I am having a problem understanding CS stage with current-source load in Design of Analog CMOS Integrated Circuits by Razavi.
This is a sentence from the book:

"We should remark that the output bias voltage of the circuit in Fig. 3.1.4 is not well-defined."
Could you explain it in detail?

 

[SpiritMicro]

I try to make you understand
"We should remark that the output bias voltage of the circuit in Fig. 3.1.4 is not well-defined."
this means that the output of the node Vout can not be easily determined .for example
if the dc value of Vout is in the range of Vsatm1<Vout<Vdd-(|Vsatm2|).both the M1 and M2 in the saturation region
also since the gain of the CS is so large, that you alawys don't exactly know where Vout is unless using feedback

 

[arya.jagadeesh]

mosfet is voltage controlled current source...

so situation here is like you have two current sources in series...if you write kcl...some of entering cuurents at particular node is equal to sum of leaving currents..will be true only if values of current sources in series are equal..suppose if lower current source is higher than upper one...you are taking more charges from lower current source and voltage will become negative...if upper current source is higher than lower one...you are putting more charges and voltage becomes high...

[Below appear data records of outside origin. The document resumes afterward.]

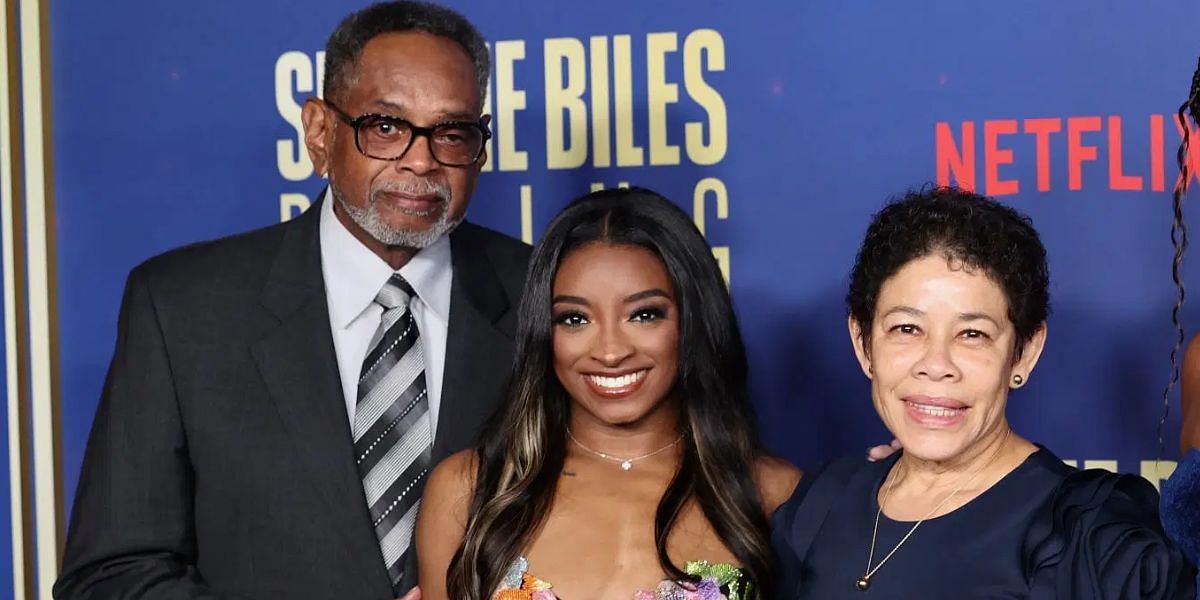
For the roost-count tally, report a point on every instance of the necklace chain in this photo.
(865, 580)
(625, 463)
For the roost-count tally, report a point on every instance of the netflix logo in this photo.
(975, 154)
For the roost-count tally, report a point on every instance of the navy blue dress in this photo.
(1045, 531)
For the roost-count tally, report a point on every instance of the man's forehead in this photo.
(420, 72)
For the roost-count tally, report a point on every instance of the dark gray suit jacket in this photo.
(220, 463)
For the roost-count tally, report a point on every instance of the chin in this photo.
(930, 445)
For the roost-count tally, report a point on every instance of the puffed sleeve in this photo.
(1099, 537)
(1181, 505)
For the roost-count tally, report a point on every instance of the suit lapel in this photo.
(479, 346)
(299, 366)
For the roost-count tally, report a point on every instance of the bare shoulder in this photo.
(454, 479)
(1189, 395)
(777, 479)
(442, 521)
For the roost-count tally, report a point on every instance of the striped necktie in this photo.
(393, 437)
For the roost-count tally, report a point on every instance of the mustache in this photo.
(414, 187)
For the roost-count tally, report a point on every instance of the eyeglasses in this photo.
(387, 138)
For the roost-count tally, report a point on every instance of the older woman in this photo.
(948, 301)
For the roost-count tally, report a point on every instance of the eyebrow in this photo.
(631, 298)
(963, 316)
(645, 294)
(565, 299)
(977, 316)
(445, 115)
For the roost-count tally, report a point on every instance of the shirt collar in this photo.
(354, 275)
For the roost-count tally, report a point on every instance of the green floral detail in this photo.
(726, 575)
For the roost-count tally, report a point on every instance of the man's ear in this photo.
(318, 135)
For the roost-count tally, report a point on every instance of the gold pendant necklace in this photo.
(625, 463)
(864, 582)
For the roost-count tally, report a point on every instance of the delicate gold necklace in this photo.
(625, 463)
(864, 582)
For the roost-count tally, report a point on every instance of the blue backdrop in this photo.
(790, 121)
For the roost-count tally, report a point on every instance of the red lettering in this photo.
(1078, 153)
(1117, 179)
(951, 160)
(1157, 174)
(1042, 129)
(994, 156)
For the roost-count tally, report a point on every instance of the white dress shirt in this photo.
(354, 275)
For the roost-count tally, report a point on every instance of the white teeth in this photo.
(618, 382)
(936, 411)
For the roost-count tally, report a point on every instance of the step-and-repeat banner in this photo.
(781, 126)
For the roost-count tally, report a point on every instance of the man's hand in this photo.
(880, 453)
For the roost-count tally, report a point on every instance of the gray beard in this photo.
(371, 222)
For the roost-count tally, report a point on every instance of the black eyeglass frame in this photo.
(415, 131)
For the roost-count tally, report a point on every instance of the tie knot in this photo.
(395, 294)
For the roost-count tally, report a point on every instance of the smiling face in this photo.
(941, 358)
(616, 333)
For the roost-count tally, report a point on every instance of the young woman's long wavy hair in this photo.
(523, 448)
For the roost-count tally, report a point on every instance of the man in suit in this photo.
(276, 399)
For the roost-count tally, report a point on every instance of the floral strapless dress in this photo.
(715, 582)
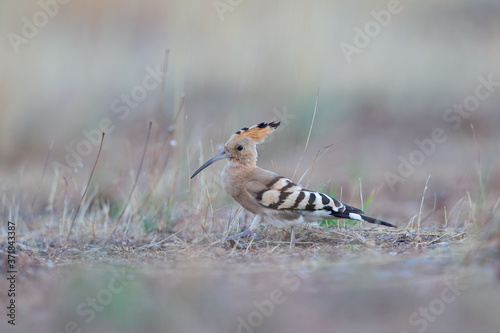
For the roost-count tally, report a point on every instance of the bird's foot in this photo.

now coming to circuit ...at particular temperature and corner this circuit will work..but with varying temp and corner vt ,gm etc will change ultimately resulting in change in current..it happens that this change is not same in both current sources so..voltages at the output becomes either very high or negative...so we say voltages is not well defined..to control these kind of nodes(high impedance nodes) you need some feed back loop

 

[anhnha]

Thank you.
Sorry but I couldn't understand the answer.

 

[anhnha]

CS Stage with current-source Load: large signal analysis

Could anyone help me do the large signal analysis for the circuit below?
I want to hand plot Vout vs Vin.

 

[buffallo]

Hi,

you may also consider this circuit as a 'current comparator'.
Esentially, the Vout vs Vin plot will be really similar to that of an inverter, but the triggering voltage will be shifted (determined by the sizes of the devices and the bias voltage of M2).
Really, the output is High impedance and the exact voltage will be hard to be defined.

For the small analysis itself, I think it should be something like:
Vout = Vin*gm_m1 * gds_m2

Since gds tends to be big, the gain of the circuit will be big. This means that the output is very sensitive to
small variations of every parameter, making it somewhat not useful for manufacturing (without feedback).